The 10-2 council vote Tuesday was to allow the concept of a mixed-use development on the 52 acres of land on the northwest corner of Whitten Road and Mullins Station Road.
The vote followed a council debate about the impact of the development on an area that is a mix of single-family homes and apartment complexes.
The council vote sets in motion traffic and engineering studies over the next six months that will dictate road improvements DB Development Co. will make surrounding the development, which includes townhomes of up to three stories elsewhere on the site, further north of the park.
The apartment buildings, which would include retail and office development on ground and lower floors, would have courtyards facing the Shelby Farms Greenline.
And the Greenline would become a temporary construction easement for a phase of the development.
In other action, the council approved the lighting of athletic fields at Hutchison School in East Memphis after some debate among some neighbors of the school and students at the school.
The council delayed votes Tuesday on a proposed truck stop with a hotel and restaurant on Hollywood at Interstate 40 on the site of the old Treasury department store in Frayser as well as a parking lot at Prescott Road and Raines Road for employees of Delta Wholesale Liquors Inc.
Both items are on the May 7 council agenda.

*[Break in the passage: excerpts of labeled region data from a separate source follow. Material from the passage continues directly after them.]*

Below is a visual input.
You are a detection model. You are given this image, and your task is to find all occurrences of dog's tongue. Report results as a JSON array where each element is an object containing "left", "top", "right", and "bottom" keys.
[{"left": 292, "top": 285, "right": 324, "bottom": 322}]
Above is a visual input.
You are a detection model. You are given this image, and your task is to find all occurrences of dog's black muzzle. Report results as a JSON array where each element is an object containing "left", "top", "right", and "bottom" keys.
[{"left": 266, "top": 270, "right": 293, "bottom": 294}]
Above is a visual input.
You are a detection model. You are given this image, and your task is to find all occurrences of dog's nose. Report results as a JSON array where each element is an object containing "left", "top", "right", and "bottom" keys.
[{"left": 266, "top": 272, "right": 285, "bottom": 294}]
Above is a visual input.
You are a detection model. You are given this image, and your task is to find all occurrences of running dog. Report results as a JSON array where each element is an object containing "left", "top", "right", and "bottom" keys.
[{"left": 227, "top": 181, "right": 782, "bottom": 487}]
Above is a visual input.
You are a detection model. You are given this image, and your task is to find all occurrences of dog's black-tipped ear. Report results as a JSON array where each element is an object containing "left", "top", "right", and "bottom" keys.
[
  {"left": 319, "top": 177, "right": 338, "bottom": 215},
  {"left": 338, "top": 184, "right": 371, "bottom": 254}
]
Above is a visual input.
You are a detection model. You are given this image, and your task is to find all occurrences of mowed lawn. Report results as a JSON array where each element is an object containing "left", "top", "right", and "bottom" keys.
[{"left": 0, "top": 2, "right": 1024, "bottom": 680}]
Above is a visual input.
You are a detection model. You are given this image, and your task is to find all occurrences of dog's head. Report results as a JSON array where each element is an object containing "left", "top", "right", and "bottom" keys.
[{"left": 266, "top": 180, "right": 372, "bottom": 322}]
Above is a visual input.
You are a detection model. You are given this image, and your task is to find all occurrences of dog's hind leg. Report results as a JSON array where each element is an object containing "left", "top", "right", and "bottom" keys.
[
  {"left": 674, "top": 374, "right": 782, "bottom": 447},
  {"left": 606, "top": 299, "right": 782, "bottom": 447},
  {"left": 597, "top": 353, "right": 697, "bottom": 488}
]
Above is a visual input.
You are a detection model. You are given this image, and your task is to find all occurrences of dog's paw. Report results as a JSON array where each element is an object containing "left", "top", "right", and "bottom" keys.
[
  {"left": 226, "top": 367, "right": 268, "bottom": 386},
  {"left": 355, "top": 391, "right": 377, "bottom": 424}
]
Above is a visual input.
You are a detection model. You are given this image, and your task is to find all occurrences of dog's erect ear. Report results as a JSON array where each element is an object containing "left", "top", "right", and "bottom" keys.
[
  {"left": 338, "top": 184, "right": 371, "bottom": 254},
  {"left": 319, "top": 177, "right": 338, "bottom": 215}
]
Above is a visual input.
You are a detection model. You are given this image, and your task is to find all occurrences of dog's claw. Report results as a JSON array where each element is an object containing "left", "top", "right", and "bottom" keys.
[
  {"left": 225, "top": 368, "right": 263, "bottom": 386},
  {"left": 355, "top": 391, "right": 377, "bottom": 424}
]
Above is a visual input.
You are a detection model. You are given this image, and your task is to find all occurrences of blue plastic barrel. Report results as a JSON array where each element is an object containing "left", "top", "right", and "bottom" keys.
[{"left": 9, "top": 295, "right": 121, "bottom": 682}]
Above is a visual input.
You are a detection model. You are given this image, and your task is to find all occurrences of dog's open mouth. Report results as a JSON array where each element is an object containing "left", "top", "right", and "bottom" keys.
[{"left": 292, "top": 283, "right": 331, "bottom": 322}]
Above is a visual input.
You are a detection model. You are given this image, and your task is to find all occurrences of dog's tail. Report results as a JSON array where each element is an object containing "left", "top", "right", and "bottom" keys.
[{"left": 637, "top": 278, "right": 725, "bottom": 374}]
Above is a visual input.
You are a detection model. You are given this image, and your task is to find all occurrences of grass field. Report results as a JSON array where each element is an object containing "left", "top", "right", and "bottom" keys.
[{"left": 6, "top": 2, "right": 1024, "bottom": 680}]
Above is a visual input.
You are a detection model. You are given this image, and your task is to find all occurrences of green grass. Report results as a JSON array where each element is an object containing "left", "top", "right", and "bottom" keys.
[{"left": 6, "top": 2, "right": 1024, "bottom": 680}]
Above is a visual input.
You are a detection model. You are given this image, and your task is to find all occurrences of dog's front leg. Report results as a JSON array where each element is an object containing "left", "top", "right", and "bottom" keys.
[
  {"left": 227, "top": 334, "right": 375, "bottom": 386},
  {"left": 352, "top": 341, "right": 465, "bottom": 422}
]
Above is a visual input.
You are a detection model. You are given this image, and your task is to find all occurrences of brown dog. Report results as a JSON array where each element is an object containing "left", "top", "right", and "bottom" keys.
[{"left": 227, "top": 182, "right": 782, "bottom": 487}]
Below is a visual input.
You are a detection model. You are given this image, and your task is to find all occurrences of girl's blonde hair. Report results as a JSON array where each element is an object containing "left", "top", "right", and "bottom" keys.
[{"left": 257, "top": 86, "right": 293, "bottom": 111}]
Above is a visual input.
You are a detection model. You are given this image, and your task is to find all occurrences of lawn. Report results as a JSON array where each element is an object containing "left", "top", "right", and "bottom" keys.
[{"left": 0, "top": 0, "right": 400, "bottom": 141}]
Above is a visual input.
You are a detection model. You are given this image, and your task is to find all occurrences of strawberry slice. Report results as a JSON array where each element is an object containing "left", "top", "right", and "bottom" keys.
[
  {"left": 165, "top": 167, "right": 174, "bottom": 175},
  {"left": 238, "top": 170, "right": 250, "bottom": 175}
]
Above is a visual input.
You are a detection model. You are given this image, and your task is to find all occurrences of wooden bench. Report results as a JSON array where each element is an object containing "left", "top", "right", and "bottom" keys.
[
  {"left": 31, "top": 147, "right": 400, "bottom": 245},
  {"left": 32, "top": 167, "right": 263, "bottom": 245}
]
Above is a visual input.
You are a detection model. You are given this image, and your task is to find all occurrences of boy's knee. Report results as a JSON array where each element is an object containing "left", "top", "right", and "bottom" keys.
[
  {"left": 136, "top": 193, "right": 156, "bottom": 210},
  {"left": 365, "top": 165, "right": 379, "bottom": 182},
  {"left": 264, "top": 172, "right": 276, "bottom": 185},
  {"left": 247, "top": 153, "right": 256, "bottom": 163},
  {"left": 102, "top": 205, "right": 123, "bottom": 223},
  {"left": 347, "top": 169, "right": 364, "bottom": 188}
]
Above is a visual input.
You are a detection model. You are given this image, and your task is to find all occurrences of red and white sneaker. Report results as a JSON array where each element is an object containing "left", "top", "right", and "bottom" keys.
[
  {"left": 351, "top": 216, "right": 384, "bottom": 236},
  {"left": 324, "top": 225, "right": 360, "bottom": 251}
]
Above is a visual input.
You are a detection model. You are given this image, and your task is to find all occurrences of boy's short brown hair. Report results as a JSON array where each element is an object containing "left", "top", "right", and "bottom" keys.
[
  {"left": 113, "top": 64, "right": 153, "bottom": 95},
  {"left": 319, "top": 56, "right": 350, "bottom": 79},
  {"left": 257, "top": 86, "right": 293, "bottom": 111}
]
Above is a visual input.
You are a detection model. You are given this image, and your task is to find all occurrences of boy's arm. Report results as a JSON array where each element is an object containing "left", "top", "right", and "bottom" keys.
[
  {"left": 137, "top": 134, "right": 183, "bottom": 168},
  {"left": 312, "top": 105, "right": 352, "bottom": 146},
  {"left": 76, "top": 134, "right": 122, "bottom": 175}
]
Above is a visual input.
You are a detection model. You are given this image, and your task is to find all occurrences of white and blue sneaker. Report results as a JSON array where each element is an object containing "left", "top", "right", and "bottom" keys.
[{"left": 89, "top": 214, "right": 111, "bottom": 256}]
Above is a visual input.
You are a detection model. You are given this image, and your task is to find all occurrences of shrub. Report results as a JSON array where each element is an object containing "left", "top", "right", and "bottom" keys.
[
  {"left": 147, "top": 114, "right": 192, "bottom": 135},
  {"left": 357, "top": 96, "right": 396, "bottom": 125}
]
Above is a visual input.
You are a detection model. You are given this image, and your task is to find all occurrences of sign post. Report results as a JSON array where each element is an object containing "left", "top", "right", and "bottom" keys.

The council approved a committee proposed by council chairman Kemp Conrad to explore possible voluntary de-annexations by the city of Memphis.
Conrad amended his original proposal to include a representative of local business on the panel as well as a state Senator from Shelby County appointed by State Senate Republican leader Mark Norris of Collierville and a state Representative from Shelby County appointed by Democratic state Representative Karen Camper, the chairwoman of the Shelby County legislative delegation.
They join two members each from the city council and county commission and two representatives each of the city and county government administrations.